Bud dismounted to pull down the two top bars of the pasture gate so that their horses could step over. A little way down the grassy slope Smoky and Sunfish fed together, the Little Lost horses grouped nearer the creek.

"I love that little horse of yours--why, he's gone lame again!" exclaimed Honey. "Isn't that a shame! You oughtn't to run him if it does that to him."

"He likes it," said Bud carelessly as he remounted. "And so do I, when I can clean up the way I did today. I'm over three hundred dollars richer right now than I was this morning."

"And next Sunday, maybe you'll be broke," Honey added significantly. "You never know how you are coming out. I think Jeff let you win to-day on purpose, so you'd bet it all again and lose. He's like that. He don't care how much he loses one day, because he gets it back some other time. I don't like it. Some of the boys never do get ahead, and you'll be in the same fix if you don't look out."

"You didn't bring me along to lecture me, I know," said Bud with a good-natured smile. "What about the Sinks ? Is it a dangerous place as--Mrs. Morris says?"

"Oh, Marian? She never does want me to come. She thinks I ought to stay in the house always, the way she does. The Sinks is--is--queer. There are caves, and then again deep holes straight down, and tracks of wildcats and lions. And in some places you can hear gurgles and rumbles. I love to be there just at sundown, because the shadows are spooky and it makes you feel--oh, you know--kind of creepy up your back. You don't know what might happen. I--do you believe in ghosts and haunted places, Bud?"

"I'd need a lot of scaring before I did. Are the Sinks haunted?"

"No-o--but there are funny noises and people have got lost there. Anyway they never showed up afterwards. The Indians claim it's haunted." She smiled that baring smile of hers. "Do you want to turn around and go back?"

"Sure. After we've had our ride, and seen the sights." And he added with some satisfaction, "The moon 's full to-night, and no clouds."

"And I brought sandwiches," Honey threw in as especial blessing. "Uncle Dave will be mad, I expect. But I've never seen the Sinks at night, with moonlight."

She was quiet while the horses waded Sunk Creek and picked their way carefully over a particularly rocky stretch beyond. "But what I'd rather do," she said, speaking from her thoughts which had evidently carried forward in the silence, "is explore Catrock Canyon."

"Well, why not, if we have time?" Bud rode up alongside her. "Is it far?"

Honey looked at him searchingly. "You must be stranger to these parts," she said disbelievingly. "Do you think you can make me swallow that?"

Bud looked at her inquiringly, which forced her to go on.

"You must know about Catrock Canyon, Bud Birnie. Don't try to make me believe you don't."

"I don't. I never heard of it before that I remember. What is it makes you want to explore it?"

Honey studied him. "You're the queerest specimen I ever did see," she exclaimed pettishly. "Why, it's not going to hurt you to admit you know Catrock Canyon is--unexplorable."

"Oh. So you want to explore it because it's unexplorable. Well, why is it unexplorable?"

Honey looked around her at the dry sageland they were crossing. "Oh, you make me TIRED!" she said bluntly, with something of the range roughness in her voice. "Because it is, that's all."

"Then I'd like to explore it myself," Bud declared.

"For one thing," Honey dilated, "there's no way to get in there.
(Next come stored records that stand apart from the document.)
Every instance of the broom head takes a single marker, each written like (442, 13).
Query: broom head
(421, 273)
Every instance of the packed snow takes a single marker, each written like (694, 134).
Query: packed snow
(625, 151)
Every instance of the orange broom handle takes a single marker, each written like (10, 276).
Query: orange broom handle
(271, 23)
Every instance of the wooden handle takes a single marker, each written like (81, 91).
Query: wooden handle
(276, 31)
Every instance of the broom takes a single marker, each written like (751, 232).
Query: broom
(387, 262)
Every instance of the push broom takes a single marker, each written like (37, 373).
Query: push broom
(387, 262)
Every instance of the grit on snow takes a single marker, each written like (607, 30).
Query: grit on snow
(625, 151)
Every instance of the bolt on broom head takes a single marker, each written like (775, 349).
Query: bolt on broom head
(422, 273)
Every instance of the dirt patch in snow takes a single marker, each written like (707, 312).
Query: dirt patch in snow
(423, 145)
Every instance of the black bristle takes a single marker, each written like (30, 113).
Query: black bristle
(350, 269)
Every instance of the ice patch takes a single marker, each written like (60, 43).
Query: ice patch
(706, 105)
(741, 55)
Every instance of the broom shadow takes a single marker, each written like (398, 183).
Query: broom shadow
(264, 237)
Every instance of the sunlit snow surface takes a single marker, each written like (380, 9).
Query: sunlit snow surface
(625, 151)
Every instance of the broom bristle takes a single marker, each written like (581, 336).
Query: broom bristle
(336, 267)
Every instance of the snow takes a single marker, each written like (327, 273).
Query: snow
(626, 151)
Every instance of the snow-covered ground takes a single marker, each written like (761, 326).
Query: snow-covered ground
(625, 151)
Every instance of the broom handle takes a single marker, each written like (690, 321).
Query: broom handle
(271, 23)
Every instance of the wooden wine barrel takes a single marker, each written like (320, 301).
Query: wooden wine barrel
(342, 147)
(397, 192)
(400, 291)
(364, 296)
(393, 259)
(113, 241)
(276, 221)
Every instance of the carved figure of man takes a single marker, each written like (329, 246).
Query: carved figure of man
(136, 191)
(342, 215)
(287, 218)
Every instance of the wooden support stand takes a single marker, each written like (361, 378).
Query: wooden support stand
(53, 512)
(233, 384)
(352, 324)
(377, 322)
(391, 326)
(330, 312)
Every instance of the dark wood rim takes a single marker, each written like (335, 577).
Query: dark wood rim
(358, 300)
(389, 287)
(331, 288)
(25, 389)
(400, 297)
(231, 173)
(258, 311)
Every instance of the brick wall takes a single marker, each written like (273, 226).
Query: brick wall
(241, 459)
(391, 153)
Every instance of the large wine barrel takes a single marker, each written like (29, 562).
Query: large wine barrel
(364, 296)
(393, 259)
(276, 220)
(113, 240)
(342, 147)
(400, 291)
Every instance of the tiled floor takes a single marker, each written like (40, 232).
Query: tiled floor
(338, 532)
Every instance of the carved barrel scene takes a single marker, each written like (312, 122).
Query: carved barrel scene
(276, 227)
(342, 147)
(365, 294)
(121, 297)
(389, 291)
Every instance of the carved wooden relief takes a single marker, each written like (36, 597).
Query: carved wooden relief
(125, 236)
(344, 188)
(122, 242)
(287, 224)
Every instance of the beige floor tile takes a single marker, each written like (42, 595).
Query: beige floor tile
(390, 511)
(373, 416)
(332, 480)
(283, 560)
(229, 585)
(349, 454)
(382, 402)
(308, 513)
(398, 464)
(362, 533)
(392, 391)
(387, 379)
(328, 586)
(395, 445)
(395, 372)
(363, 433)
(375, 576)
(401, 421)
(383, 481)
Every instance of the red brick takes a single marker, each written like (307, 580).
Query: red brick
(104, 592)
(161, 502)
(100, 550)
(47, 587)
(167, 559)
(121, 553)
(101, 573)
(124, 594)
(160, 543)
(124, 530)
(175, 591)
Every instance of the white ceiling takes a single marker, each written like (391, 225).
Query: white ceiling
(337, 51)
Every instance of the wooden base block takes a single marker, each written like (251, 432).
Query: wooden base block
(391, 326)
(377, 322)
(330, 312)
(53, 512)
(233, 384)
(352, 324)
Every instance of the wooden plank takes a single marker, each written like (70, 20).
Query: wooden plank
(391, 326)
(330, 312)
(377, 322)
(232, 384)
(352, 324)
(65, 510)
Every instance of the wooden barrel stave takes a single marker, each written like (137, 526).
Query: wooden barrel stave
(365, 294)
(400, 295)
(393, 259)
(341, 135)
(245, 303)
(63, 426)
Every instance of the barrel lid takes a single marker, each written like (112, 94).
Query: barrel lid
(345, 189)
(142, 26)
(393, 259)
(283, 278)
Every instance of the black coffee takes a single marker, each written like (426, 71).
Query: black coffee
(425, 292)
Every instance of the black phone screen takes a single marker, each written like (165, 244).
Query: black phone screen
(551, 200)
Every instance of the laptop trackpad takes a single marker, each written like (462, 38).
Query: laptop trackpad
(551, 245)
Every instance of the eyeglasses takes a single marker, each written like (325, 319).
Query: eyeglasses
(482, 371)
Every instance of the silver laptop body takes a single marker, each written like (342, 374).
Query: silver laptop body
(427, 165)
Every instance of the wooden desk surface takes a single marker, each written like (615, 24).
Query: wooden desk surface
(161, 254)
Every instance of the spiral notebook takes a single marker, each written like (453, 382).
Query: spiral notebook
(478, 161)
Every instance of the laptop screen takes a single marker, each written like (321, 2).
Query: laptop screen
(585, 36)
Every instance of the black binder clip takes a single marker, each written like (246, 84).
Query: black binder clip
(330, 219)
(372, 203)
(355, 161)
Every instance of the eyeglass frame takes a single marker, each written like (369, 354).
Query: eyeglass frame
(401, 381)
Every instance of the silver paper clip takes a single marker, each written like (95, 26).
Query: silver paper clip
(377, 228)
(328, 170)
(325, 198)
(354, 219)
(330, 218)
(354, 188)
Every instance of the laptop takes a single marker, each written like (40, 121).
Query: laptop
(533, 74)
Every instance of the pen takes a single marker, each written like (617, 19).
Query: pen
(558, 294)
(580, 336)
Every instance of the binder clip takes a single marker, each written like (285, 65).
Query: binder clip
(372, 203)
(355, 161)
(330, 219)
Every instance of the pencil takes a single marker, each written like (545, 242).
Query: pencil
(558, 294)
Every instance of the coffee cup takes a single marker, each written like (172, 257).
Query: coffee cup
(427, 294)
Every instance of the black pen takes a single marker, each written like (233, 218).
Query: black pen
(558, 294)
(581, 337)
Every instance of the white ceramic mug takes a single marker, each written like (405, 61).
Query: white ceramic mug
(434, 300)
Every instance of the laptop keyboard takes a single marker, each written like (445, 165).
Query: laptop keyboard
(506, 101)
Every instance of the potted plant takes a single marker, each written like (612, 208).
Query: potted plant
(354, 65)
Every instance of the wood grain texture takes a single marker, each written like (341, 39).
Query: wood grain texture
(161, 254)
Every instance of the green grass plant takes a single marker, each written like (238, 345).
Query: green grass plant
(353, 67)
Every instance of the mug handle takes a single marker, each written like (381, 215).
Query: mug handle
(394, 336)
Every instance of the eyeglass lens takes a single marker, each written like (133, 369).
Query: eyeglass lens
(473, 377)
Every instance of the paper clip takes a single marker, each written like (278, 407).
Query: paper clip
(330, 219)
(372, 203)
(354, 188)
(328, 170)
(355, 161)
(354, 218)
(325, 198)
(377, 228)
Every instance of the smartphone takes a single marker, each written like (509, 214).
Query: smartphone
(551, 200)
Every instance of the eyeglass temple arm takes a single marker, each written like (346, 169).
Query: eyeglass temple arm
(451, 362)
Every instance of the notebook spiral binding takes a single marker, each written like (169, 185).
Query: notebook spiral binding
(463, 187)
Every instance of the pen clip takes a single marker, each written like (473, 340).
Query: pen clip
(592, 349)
Up on the ridge this side, where the rock is that throws a shadow like a cat's head on the opposite wall, you can look down a ways. But the two sides come so close together at the top that you can't see the bottom of the canyon at all. I've been on the ridge where I could see the cat's head."

Bud glanced speculatively up at the sun, and Honey, catching his meaning, shook her head and smiled.

"If we get into the Sinks and back to-day, they will do enough talking about it; or Uncle Dave will, and Marian. I--I thought perhaps you'd be able to tell me about--Catrock Canyon."